L’animatrice explique avoir longtemps vécu avec le doute, la peur et la confusion autour de cette nuit. Dans le récit repris par aufeminin, elle évoque aussi une rencontre avec Patrick Bruel en 2006, dans les coulisses d’un concert à Bercy, qu’elle présente comme un moment ayant ravivé son malaise.
Le dépôt de plainte fait désormais basculer le dossier hors du seul champ médiatique. Les faits allégués, la chronologie et les éléments que les parties pourront produire doivent être examinés dans un cadre judiciaire, avec les garanties de procédure qui s’imposent.
Des proches anonymes à contre-courant
Selon Le Parisien, plusieurs anciens proches ou collaborateurs de Flavie Flament disent avoir été surpris par les accusations formulées contre Patrick Bruel. L’un d’eux, resté anonyme, affirme être « tombé des nues » en découvrant la plainte de l’animatrice.

Ce témoin assure que Flavie Flament aurait autrefois présenté cette relation comme une « jolie aventure », sans évoquer de contrainte ni de violence.
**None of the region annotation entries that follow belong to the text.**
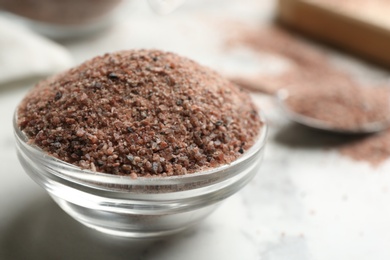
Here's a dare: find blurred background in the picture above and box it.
[0,0,390,260]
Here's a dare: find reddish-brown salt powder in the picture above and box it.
[285,84,390,131]
[18,50,262,177]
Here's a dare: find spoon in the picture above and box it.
[276,89,390,134]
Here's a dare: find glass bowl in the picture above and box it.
[13,113,267,238]
[0,0,124,40]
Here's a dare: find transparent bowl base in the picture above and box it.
[50,194,220,238]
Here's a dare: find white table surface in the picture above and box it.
[0,0,390,260]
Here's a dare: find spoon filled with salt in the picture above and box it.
[277,84,390,134]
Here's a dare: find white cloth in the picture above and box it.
[0,14,73,87]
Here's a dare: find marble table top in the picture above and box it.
[0,0,390,260]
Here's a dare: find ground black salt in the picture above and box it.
[18,50,262,177]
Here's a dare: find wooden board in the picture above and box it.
[278,0,390,68]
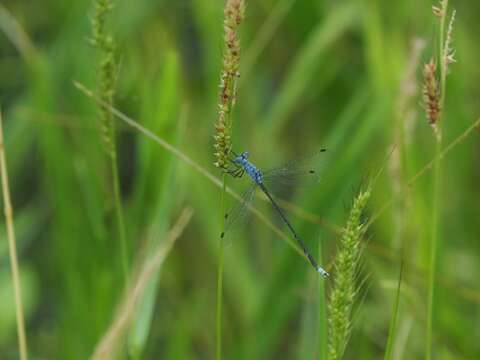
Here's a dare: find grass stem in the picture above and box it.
[215,173,227,360]
[0,111,28,360]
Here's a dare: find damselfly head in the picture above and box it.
[233,151,250,165]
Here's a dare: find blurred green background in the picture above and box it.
[0,0,480,359]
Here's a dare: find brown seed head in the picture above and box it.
[423,59,441,129]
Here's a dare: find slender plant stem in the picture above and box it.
[0,112,28,360]
[316,239,328,360]
[425,0,448,360]
[384,257,403,360]
[110,145,130,284]
[216,174,227,360]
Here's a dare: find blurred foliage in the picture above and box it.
[0,0,480,359]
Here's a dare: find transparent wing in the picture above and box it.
[222,183,257,238]
[263,149,325,186]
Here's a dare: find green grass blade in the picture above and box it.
[384,261,403,360]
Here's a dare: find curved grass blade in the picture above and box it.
[220,183,257,240]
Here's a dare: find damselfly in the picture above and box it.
[221,149,329,277]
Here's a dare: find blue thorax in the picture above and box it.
[233,151,263,185]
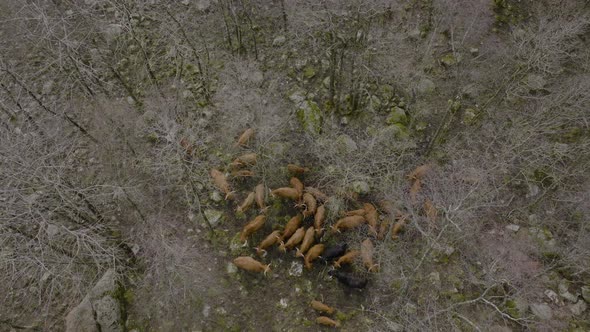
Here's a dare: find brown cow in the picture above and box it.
[270,187,299,201]
[304,243,326,269]
[236,192,255,213]
[331,216,365,233]
[281,214,303,241]
[315,316,340,327]
[295,226,314,257]
[279,227,305,252]
[240,215,266,246]
[234,256,270,276]
[254,231,281,256]
[313,205,326,236]
[303,193,318,217]
[287,164,309,174]
[305,187,328,202]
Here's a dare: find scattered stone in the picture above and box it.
[326,196,344,217]
[209,190,223,203]
[42,80,54,95]
[303,66,316,79]
[289,261,303,277]
[404,303,418,315]
[66,269,123,332]
[440,53,461,67]
[45,224,59,239]
[530,303,553,320]
[225,262,238,274]
[506,224,520,233]
[203,209,223,227]
[428,272,441,290]
[340,116,350,126]
[569,300,588,316]
[351,180,370,195]
[104,23,123,42]
[582,286,590,303]
[526,183,541,198]
[131,243,140,256]
[525,74,547,91]
[529,227,556,249]
[182,90,195,99]
[202,304,211,318]
[463,108,477,125]
[386,320,404,332]
[385,106,408,125]
[489,325,512,332]
[336,134,358,153]
[543,289,563,305]
[195,0,211,11]
[279,298,289,309]
[297,100,323,134]
[416,78,436,95]
[289,88,306,105]
[557,279,578,303]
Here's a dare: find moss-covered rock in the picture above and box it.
[385,106,408,125]
[463,108,477,125]
[297,100,323,134]
[440,53,462,67]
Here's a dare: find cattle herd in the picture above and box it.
[210,129,427,326]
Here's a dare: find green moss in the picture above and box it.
[303,66,316,79]
[146,133,158,144]
[385,106,408,125]
[463,108,477,125]
[440,53,461,67]
[297,100,323,134]
[334,311,351,322]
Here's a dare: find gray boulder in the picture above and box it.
[66,269,123,332]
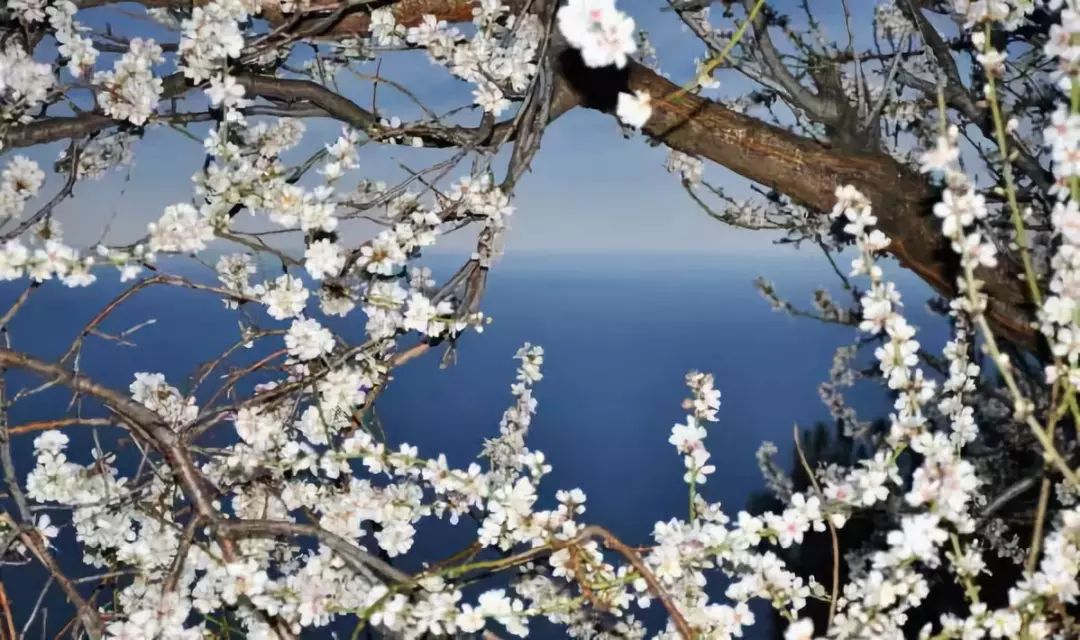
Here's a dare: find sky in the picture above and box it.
[14,0,894,259]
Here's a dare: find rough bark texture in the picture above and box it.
[12,0,1038,349]
[562,53,1037,348]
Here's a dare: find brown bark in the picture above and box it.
[12,0,1038,348]
[562,54,1038,348]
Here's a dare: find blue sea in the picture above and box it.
[0,254,945,637]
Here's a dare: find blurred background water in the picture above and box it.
[0,254,945,637]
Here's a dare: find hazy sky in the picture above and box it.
[16,0,873,257]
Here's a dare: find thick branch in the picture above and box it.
[562,52,1037,348]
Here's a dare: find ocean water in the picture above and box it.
[0,255,944,637]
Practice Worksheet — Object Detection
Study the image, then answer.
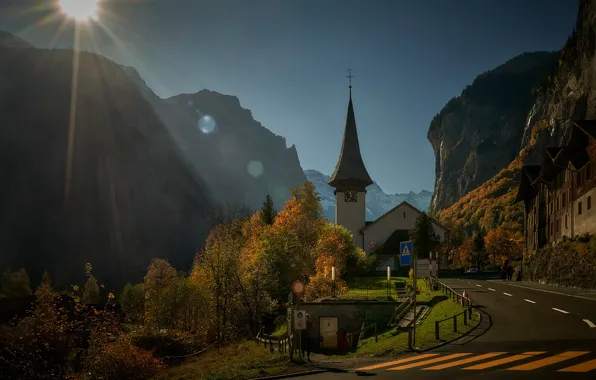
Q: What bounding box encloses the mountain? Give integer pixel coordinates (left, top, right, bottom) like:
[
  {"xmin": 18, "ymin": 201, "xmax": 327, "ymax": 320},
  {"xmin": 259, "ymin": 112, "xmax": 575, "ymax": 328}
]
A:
[
  {"xmin": 0, "ymin": 33, "xmax": 306, "ymax": 286},
  {"xmin": 428, "ymin": 52, "xmax": 559, "ymax": 212},
  {"xmin": 0, "ymin": 44, "xmax": 212, "ymax": 286},
  {"xmin": 439, "ymin": 0, "xmax": 596, "ymax": 237},
  {"xmin": 304, "ymin": 170, "xmax": 432, "ymax": 221}
]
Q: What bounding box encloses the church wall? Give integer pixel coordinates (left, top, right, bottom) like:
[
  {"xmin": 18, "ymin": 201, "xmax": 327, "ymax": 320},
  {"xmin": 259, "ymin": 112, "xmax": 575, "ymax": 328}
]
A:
[
  {"xmin": 364, "ymin": 205, "xmax": 445, "ymax": 254},
  {"xmin": 335, "ymin": 191, "xmax": 366, "ymax": 248}
]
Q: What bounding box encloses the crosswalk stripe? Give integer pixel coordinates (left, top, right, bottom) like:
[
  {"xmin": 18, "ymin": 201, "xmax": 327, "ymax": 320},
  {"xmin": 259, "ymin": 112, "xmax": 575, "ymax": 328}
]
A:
[
  {"xmin": 557, "ymin": 359, "xmax": 596, "ymax": 372},
  {"xmin": 462, "ymin": 351, "xmax": 545, "ymax": 370},
  {"xmin": 422, "ymin": 352, "xmax": 506, "ymax": 371},
  {"xmin": 507, "ymin": 351, "xmax": 590, "ymax": 371},
  {"xmin": 356, "ymin": 354, "xmax": 438, "ymax": 371},
  {"xmin": 387, "ymin": 352, "xmax": 472, "ymax": 371}
]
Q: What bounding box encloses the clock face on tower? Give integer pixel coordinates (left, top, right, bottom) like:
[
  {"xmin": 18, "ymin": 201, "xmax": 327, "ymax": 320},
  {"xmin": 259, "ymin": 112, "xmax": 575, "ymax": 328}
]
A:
[{"xmin": 344, "ymin": 190, "xmax": 358, "ymax": 202}]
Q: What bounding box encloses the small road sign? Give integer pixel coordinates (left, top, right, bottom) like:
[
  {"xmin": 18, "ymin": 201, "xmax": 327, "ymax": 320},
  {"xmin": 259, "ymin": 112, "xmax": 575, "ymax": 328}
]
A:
[
  {"xmin": 399, "ymin": 241, "xmax": 412, "ymax": 265},
  {"xmin": 294, "ymin": 310, "xmax": 306, "ymax": 330},
  {"xmin": 292, "ymin": 280, "xmax": 306, "ymax": 296}
]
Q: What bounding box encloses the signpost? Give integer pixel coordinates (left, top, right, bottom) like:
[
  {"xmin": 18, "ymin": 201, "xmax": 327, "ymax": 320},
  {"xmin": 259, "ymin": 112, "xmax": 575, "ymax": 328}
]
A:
[
  {"xmin": 399, "ymin": 241, "xmax": 418, "ymax": 348},
  {"xmin": 289, "ymin": 280, "xmax": 306, "ymax": 359},
  {"xmin": 399, "ymin": 241, "xmax": 412, "ymax": 265}
]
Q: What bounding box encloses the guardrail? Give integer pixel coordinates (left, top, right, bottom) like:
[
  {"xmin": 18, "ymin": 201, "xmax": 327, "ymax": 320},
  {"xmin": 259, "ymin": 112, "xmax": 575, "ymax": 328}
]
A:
[
  {"xmin": 425, "ymin": 278, "xmax": 473, "ymax": 340},
  {"xmin": 257, "ymin": 332, "xmax": 290, "ymax": 354}
]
Il affirme aussi que le sujet n’était pas tabou et qu’elle en parlait, selon lui, de sa propre initiative.
Un autre proche cité par Le Parisien dit également avoir gardé le souvenir d’une relation décrite comme consentie. Ces témoignages restent toutefois anonymes et relèvent de souvenirs rapportés plusieurs années après les faits allégués. Leur portée dépendra donc, le cas échéant, de ce qu’ils pourraient produire devant les enquêteurs ou les magistrats.
Pourquoi ces témoignages comptent
Les propos d’anciens proches peuvent nourrir le débat public, mais ils ne remplacent pas une audition ni une enquête. Dans une procédure pour violences sexuelles, la justice examine les récits, la chronologie, les éventuels témoins et les éléments disponibles.